ZONAUTARA.com —Â Dua Warga Negara Asing (WNA) asal Tiongkok, CXY dan XXL, resmi ditetapkan sebagai tersangka kasus pertambangan emas tanpa izin (PETI) di kawasan Hutan Produksi Terbatas (HPT) Sungai Ongkag, Kabupaten Bolaang Mongondow (Bolmong), Sulawesi Utara.
Tak hanya membongkar peran keduanya, penyidik Balai Penegakan Hukum (Gakkum) Kehutanan Wilayah Sulawesi juga mengamankan sejumlah barang bukti serta jejak transaksi operasional tambang haram tersebut.
Dari rilis yang diterima Zonautara.com, Kepala Balai Gakkum Kehutanan Wilayah Sulawesi, Ali Bahri, menjelaskan, bahwa dari hasil penindakan di lapangan dan proses penyidikan, petugas menyita sejumlah barang bukti yang digunakan untuk menunjang aktivitas tambang emas ilegal tersebut.
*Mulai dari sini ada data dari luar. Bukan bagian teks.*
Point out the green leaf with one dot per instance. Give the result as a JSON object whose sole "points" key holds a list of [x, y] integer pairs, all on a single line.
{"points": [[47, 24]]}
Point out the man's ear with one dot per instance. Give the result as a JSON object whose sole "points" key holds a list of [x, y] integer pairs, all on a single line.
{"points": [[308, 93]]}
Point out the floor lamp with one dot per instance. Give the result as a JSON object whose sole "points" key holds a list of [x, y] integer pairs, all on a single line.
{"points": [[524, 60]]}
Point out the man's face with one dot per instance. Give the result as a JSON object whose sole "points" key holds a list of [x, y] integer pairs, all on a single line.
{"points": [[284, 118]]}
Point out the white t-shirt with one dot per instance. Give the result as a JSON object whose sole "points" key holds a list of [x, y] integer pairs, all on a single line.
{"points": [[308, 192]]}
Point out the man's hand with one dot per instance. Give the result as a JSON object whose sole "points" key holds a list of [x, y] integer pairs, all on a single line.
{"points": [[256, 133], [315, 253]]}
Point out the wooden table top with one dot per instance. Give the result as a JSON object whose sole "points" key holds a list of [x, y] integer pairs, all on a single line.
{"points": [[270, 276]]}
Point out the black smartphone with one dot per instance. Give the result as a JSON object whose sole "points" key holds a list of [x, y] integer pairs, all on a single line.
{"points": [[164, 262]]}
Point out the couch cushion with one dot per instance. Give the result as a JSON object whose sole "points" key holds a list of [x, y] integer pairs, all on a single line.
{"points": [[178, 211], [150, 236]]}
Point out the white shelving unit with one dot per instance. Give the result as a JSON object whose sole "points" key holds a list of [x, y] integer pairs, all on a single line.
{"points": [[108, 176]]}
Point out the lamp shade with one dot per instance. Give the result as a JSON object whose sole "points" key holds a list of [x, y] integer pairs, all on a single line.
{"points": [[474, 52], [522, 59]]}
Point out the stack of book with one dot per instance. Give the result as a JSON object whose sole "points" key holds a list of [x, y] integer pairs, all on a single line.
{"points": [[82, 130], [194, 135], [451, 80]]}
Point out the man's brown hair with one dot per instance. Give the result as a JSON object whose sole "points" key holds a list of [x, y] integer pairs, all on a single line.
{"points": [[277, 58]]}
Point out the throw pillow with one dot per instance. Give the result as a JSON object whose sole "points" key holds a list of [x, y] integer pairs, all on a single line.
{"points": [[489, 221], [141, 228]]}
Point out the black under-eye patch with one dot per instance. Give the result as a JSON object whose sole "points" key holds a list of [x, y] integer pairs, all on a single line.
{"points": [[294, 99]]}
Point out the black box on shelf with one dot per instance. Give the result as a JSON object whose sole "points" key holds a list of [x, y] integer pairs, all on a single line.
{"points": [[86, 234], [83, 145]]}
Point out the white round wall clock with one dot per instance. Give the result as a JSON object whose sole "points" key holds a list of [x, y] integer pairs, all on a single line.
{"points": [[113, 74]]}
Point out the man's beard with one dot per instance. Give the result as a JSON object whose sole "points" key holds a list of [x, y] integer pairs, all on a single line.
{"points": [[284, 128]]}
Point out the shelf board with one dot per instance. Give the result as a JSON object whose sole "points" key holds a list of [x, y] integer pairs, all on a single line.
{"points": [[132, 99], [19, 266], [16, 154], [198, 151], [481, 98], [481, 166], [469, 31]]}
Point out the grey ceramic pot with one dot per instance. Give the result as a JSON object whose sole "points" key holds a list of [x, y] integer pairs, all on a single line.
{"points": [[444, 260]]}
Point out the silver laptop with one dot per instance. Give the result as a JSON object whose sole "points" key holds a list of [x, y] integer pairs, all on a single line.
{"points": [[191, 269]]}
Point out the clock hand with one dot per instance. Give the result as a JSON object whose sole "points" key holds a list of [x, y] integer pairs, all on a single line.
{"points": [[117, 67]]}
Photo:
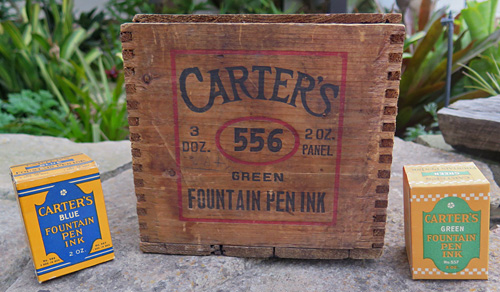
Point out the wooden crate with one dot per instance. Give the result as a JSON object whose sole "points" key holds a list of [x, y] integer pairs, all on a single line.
{"points": [[263, 135]]}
“Barang bukti yang sudah diamankan di antaranya 1 unit mobil Toyota Hilux, HP, paspor, serta masih ada beberapa alat dan bahan yang digunakan dalam kegiatan PETI,” katanya pada Jumat (4/9/2026).
Saat ini, kedua WNA asal Tiongkok tersebut telah dijebloskan ke sel tahanan untuk proses hukum lebih lanjut.
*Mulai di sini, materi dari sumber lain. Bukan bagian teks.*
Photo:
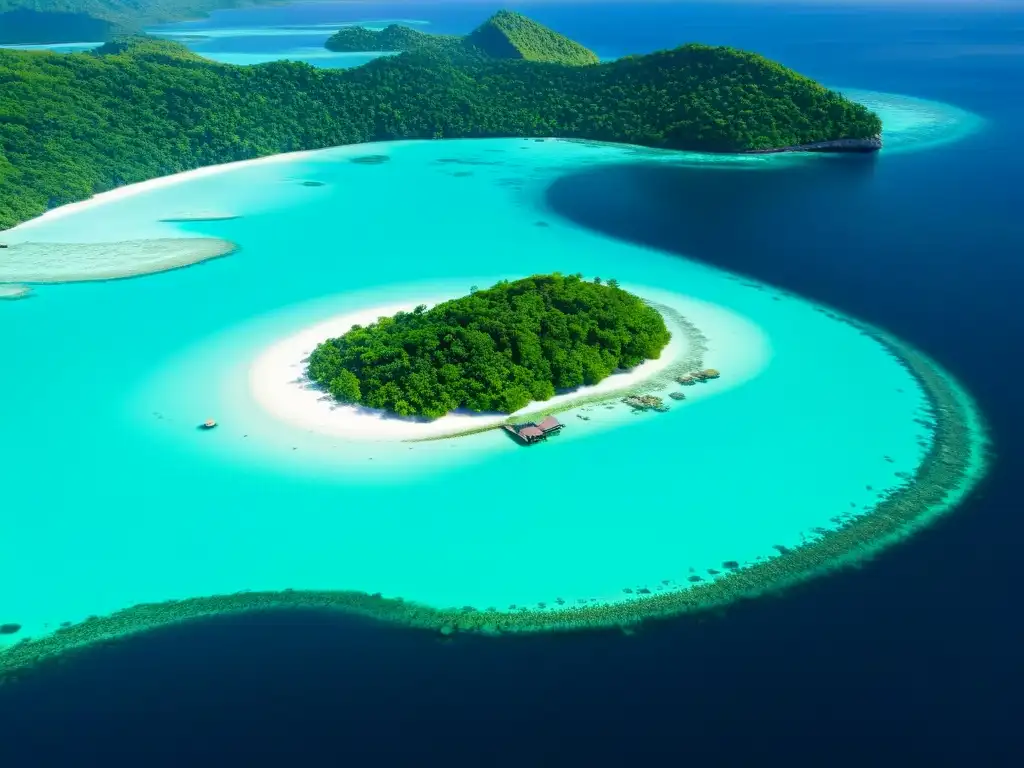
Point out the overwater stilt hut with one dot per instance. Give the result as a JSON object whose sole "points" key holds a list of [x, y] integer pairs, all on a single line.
{"points": [[530, 432]]}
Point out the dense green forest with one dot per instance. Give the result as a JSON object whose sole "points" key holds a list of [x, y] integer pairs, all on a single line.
{"points": [[505, 35], [510, 35], [78, 20], [75, 124], [492, 350]]}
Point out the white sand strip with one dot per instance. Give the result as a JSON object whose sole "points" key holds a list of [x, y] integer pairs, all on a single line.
{"points": [[78, 262], [13, 292], [156, 183], [279, 383]]}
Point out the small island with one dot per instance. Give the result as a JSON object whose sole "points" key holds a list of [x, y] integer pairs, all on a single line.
{"points": [[494, 350], [505, 35]]}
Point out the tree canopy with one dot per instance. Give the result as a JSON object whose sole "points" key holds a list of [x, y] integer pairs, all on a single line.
{"points": [[511, 35], [496, 349], [76, 124], [505, 35]]}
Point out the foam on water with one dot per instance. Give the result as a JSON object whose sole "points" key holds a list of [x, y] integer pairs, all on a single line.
{"points": [[120, 500]]}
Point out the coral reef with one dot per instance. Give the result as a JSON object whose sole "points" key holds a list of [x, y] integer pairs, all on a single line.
{"points": [[954, 461]]}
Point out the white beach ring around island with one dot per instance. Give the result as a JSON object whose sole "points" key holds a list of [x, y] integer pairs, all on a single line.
{"points": [[280, 385]]}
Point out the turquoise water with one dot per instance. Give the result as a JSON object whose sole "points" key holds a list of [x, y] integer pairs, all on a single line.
{"points": [[121, 500]]}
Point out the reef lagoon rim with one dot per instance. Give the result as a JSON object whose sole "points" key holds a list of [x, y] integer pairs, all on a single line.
{"points": [[798, 468], [280, 384]]}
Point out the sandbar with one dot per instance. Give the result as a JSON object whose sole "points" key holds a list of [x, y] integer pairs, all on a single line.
{"points": [[10, 293], [279, 381], [79, 262], [200, 216]]}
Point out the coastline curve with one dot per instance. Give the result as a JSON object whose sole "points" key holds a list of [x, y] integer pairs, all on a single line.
{"points": [[955, 461]]}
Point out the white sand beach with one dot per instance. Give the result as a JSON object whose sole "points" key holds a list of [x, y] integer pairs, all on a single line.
{"points": [[11, 292], [160, 182], [279, 383], [78, 262]]}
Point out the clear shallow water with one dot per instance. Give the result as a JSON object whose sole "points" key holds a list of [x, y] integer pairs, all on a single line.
{"points": [[148, 508], [908, 640]]}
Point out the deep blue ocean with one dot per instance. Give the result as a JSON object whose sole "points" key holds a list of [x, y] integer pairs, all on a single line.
{"points": [[906, 660]]}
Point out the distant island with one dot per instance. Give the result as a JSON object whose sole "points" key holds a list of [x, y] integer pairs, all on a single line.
{"points": [[505, 35], [699, 97], [40, 22], [493, 350]]}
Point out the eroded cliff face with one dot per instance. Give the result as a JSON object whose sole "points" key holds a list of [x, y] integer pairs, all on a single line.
{"points": [[840, 144]]}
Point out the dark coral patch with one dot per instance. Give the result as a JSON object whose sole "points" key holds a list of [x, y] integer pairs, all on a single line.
{"points": [[370, 159]]}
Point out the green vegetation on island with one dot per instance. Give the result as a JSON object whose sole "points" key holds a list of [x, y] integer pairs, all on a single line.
{"points": [[81, 20], [77, 124], [510, 35], [505, 35], [492, 350]]}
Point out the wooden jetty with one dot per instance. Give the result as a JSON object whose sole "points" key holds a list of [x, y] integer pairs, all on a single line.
{"points": [[530, 432]]}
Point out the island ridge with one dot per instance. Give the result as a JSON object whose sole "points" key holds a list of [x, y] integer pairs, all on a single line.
{"points": [[494, 350], [704, 98], [505, 35]]}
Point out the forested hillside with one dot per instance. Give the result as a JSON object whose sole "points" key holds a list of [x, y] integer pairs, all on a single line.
{"points": [[72, 125]]}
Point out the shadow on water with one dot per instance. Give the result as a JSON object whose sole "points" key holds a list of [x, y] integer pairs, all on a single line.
{"points": [[798, 226]]}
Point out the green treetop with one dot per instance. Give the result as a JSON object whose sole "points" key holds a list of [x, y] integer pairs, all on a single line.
{"points": [[505, 35], [496, 349]]}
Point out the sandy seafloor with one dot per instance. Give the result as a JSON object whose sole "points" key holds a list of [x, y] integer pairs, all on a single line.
{"points": [[113, 497]]}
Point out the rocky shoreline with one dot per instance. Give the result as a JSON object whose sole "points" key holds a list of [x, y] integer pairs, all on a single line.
{"points": [[839, 145]]}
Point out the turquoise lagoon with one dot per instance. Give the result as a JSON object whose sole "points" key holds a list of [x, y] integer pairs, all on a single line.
{"points": [[113, 498]]}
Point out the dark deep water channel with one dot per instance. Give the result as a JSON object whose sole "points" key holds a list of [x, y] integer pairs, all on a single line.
{"points": [[912, 659]]}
“Saat ini kedua WNA tersebut sudah dilakukan penahanan untuk 20 hari ke depan dan dititipkan di Rutan Kelas IIA Manado,” tambahnya.
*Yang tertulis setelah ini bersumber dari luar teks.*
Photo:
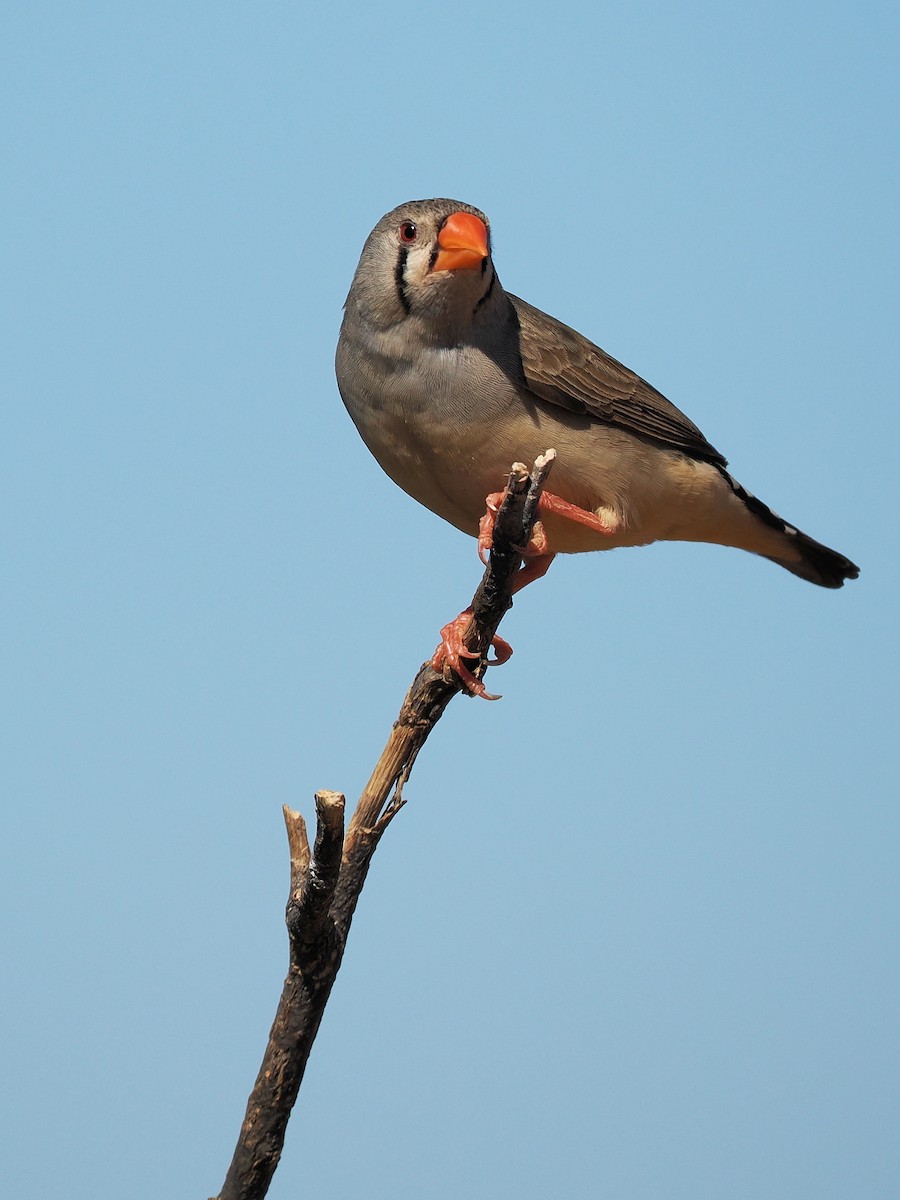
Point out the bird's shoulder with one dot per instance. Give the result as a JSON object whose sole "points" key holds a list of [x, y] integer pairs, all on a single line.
{"points": [[563, 367]]}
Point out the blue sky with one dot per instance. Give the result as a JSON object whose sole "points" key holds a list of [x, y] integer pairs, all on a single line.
{"points": [[635, 933]]}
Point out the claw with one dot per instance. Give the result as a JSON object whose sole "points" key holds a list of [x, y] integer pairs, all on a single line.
{"points": [[453, 651]]}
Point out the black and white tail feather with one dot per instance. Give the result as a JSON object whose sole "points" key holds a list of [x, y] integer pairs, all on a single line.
{"points": [[816, 563]]}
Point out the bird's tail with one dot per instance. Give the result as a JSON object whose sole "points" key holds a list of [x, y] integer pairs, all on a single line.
{"points": [[795, 550]]}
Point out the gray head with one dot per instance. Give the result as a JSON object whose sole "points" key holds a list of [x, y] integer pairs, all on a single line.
{"points": [[429, 261]]}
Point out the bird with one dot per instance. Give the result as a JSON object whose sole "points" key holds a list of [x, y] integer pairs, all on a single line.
{"points": [[449, 378]]}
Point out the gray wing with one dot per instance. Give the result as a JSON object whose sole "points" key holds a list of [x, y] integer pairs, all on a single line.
{"points": [[564, 369]]}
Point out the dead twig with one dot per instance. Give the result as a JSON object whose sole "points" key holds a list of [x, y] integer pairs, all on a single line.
{"points": [[325, 883]]}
Sementara itu Rosman Mantu, Kepala Seksi wilayah III Manado, Balai Gakkum Kehutanan wilayah Sulawesi menjelaskan bawah hasil penyidikan dan keterangan ahli digital forensik mengungkap skema pembagian peran yang rapi antara kedua tersangka.

CXY yang merupakan koordinator operasional berperan mengordinasikan operasional tambang. Ahli digital forensik menemukan riwayat penerimaan dan penyaluran dana pada rekening atas nama CXY. Aliran uang tersebut digunakan untuk membayar upah pekerja, menyewa alat berat, hingga membeli bahan kimia pengolah emas.
Sementara XXL sebagai pengawas lapangan berperan mengawasi dan mengontrol langsung aktivitas pengerukan emas secara ilegal di dalam kawasan hutan.
Pengungkapan kasus ini bermula dari Operasi Pengamanan Kehutanan oleh UPTD KPH Unit I Bolmong dan Bolaang Mongondow Utara, yang dimulai pada 10 Juli 2026 ketika petugas menyisir kawasan HPT Sungai Ongkag dan menemukan bak perendaman emas beserta sarana tambang liar. CXY dicokok di lokasi karena tidak bisa menunjukkan dokumen perizinan yang sah.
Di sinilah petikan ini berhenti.